I have studying how to use IKImageView
in my app. I downloaded the following demo from Apple site.
https://developer.apple.com/library/mac/samplecode/IKImageViewDemo/Introduction/Intro.html#//apple_ref/doc/uid/DTS10004049
One thing I do not understand is: This project has only implemented a Controller class.
@interface Controller : NSObject
{
...
I do not understand how does it work at all. If I create a new project in XCode, it will usually generate an AppDelegate
class which implements NSApplicationDelegate
interface.
I do not know if I understand the mechanism correctly.
Does the following steps describe how it works?
1) In info.plist it specifies the main bundle is MainMenu.xib
.
2) the Window
is binded to the Controller
like so
3) When the application starts, it loads the Windows
from the MainMenu.xib
and the Controller
class takes over the windows interaction from there.
It's really old sample code. It predates Xcode project templates generating an app delegate for you.
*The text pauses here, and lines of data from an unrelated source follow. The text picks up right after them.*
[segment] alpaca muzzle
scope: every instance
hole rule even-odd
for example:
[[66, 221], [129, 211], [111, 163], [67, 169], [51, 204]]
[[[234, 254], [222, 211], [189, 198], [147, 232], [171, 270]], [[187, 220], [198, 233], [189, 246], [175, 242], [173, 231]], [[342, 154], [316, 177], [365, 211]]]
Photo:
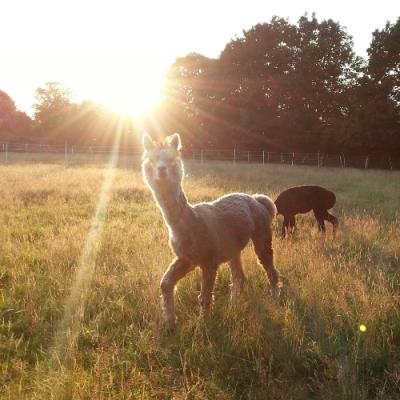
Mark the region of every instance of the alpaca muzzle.
[[166, 179], [167, 178], [167, 167], [158, 167], [157, 168], [158, 179]]

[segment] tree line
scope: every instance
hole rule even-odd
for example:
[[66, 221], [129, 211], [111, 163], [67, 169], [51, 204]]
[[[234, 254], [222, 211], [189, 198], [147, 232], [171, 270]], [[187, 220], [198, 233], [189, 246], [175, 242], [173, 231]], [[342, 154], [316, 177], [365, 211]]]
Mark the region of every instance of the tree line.
[[39, 87], [35, 99], [30, 118], [0, 91], [0, 143], [111, 146], [118, 134], [121, 146], [137, 144], [130, 118], [93, 101], [73, 102], [71, 90], [59, 82]]
[[36, 92], [34, 118], [0, 92], [0, 141], [126, 144], [138, 131], [178, 131], [191, 148], [400, 154], [400, 18], [375, 30], [363, 59], [331, 19], [273, 17], [218, 58], [191, 53], [167, 74], [164, 100], [138, 126], [56, 82]]

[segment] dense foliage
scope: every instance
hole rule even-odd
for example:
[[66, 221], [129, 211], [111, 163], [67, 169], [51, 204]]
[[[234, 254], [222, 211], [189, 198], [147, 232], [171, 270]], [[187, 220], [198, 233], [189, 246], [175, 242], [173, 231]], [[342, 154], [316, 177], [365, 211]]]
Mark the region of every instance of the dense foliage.
[[365, 61], [332, 20], [274, 17], [231, 40], [218, 59], [176, 60], [171, 130], [217, 147], [395, 153], [399, 34], [400, 19], [375, 31]]

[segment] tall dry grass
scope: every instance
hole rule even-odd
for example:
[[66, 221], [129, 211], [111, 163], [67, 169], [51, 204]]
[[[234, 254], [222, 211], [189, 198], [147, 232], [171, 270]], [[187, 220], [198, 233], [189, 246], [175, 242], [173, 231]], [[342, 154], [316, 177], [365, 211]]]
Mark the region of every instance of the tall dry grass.
[[172, 254], [138, 165], [114, 171], [96, 220], [102, 166], [0, 166], [0, 397], [399, 398], [400, 174], [224, 163], [186, 172], [192, 202], [322, 184], [337, 195], [338, 233], [322, 238], [307, 215], [294, 238], [276, 235], [278, 303], [252, 249], [235, 307], [222, 266], [207, 324], [192, 273], [169, 335], [158, 285]]

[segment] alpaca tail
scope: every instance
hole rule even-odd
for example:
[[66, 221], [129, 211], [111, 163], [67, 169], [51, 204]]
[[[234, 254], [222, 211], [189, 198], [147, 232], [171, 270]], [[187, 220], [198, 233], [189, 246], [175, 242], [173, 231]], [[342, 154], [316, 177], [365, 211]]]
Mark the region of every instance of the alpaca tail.
[[255, 194], [253, 197], [267, 209], [269, 215], [271, 215], [271, 218], [276, 216], [276, 205], [268, 196], [263, 194]]

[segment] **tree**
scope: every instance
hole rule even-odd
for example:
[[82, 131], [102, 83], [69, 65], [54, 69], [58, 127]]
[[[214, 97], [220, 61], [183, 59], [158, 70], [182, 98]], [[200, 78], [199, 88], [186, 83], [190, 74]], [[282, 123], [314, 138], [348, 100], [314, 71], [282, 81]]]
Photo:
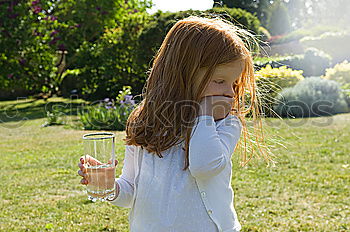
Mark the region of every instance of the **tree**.
[[58, 93], [65, 74], [86, 68], [79, 66], [82, 48], [97, 53], [107, 28], [123, 27], [149, 7], [149, 0], [1, 1], [0, 88]]
[[271, 2], [270, 0], [214, 0], [213, 7], [223, 6], [241, 8], [252, 14], [255, 13], [261, 24], [266, 26]]
[[282, 35], [290, 31], [290, 19], [286, 6], [281, 1], [273, 3], [267, 29], [272, 35]]
[[348, 0], [289, 0], [284, 4], [293, 19], [291, 26], [294, 29], [317, 24], [349, 27]]
[[255, 13], [261, 24], [268, 27], [272, 5], [279, 2], [287, 7], [289, 17], [293, 19], [291, 29], [315, 24], [349, 27], [348, 0], [214, 0], [213, 6], [245, 9]]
Back then, early Xcode and ProjectBuilder (the old name for it)
Left it up to you to do that.
Lots of older sample code has this sort of thing. As long as things get kickstarted by nib loading, magic happens, objects are instantiated and connected
If you have a simple controller that inherits from NSObject and it has a proxy in you main nib file, it will get created. If you also connect its proxy as delegate to some view or control in the nib, all of that happens.
You don't technically need an object that is the delegate of you NSApplication object. But in reality it is a good best practice and any non trivial app will have that and a lot more.
There's a lot of magic that happens when the C function NSApplicationMain() is called at the launch of your app.
The old and in many ways out if date book Cocoa in a Nutshell covers this well.
Yeah you pretty much describe how it works and what it's doing.
It's relying on the fact that NSApplicationDelegate
is an informal protocol and it doesn't declare that Controller
conforms to it and is using the NIB to kick-start the app.